It’s Not Me, It’s You—Lily Allen Fights Piracy

It all began with a blog post on MySpace—A condemnation of illegal music piracy. Lily Allen, the 24 year old British singer who put out her second Album ‘It’s Not Me, It’s You’ in April, is took up the fight that record executives have been battling for years. Unfortunately, she did not change the music industry, and what followed was probably not the response she was looking for.
On September 14, Allen posted “I think music piracy is having a dangerous effect on British music, but some really rich and successful artists like Nick Mason from Pink Floyd and Ed O'Brien from Radiohead don't seem to think so.” Allen promised to contact fellow British artist to help the British music industry. It was one response though that spawned the next generation of her fight.
After a counter response from, the particularly outspoken Matthew Bellamy of English rock band Muse, Allen set up ‘It’s Not Alright’ on BlogSpot ( ). The blog featured the artists who had responded to Allen’s request for their opinion.

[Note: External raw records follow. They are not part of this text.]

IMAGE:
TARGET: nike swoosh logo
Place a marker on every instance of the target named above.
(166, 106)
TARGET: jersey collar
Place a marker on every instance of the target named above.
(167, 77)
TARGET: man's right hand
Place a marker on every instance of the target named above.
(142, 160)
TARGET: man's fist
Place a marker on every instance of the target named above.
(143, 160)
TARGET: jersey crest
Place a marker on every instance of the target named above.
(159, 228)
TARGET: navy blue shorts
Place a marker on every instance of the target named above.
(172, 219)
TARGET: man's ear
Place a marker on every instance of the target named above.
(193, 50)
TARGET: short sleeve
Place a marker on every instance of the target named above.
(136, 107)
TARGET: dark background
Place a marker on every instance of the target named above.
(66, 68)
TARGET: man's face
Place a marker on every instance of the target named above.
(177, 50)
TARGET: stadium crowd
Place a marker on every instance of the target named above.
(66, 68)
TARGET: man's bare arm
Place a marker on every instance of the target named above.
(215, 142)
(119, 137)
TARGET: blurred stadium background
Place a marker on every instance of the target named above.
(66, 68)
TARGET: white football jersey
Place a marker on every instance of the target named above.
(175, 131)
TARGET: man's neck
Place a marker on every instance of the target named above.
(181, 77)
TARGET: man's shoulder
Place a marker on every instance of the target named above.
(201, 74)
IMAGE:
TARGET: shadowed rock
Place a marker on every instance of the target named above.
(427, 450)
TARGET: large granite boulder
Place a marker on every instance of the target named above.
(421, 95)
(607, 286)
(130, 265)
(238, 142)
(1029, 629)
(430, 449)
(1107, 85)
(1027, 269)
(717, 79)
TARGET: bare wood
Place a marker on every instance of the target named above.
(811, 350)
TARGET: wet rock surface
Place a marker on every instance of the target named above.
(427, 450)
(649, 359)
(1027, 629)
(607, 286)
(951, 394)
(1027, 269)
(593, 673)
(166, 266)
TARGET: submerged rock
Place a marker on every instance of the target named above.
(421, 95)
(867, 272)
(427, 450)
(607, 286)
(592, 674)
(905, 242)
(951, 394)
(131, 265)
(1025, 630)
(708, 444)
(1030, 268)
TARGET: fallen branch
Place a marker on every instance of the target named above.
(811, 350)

As of Tuesday last week responses had come from Tinchy Stryder, Gary Barlow, a couple of the boys from Keane, producer Mark Ronson and James Blunt including 16 more responses, supporting the cause she was fighting.
At this point, various members of the record industry were rebutting Allen’s cause. But it was when Allen posted a response from 50 Cent to music piracy that her argument lost a lot of steam. Unfortunately for her, she had copied the paragraph response from a Tech Dirt ( without accrediting it. Michael Masnick, who had originally written the 50 Cent article, spoke to TorrentFreak who picked up Allen’s oversight, had their piece to say “The fact that she is trying to claim that such copying is bad, while doing it herself suggests something of a double standard, unfortunately”. This, of course, prompted a response from Ms Allen, “I THINK ITS QUITE OVIOUS [sic] THAT I WASNT TRYING TO PASS OF THOSE WORDS AS MY OWN.”
The disagreement escalated when a couple of mixtapes were found on Allen’s site. All of which contained copyrighted music, which Allen was distributing free of charge. Allen defended these saying ‘"I made those mixtapes five years ago. I didn't have a knowledge of the workings of the music industry back then.’
At this point though, the reason for her blog had become complicatedly entangled in one big ironic snag. Within days the blog was shut down, with Allen stating, “I'm proud of the fact that that I've been involved with this debate but I'm passing the baton on to other artists."
Unfortunately, what could have been a good undertaking by an artist to combat a problem in this industry has turned out to be one horrible mess. Allen did have some good points though. Preventing the Simon Cowell puppet nation and the same old crap circulating on terrestrial radio while still promoting new music and preventing the rampant job losses she has seen at her record label EMI as some examples. Despite this, Allen’s career as piracy thwarter wont be going any further.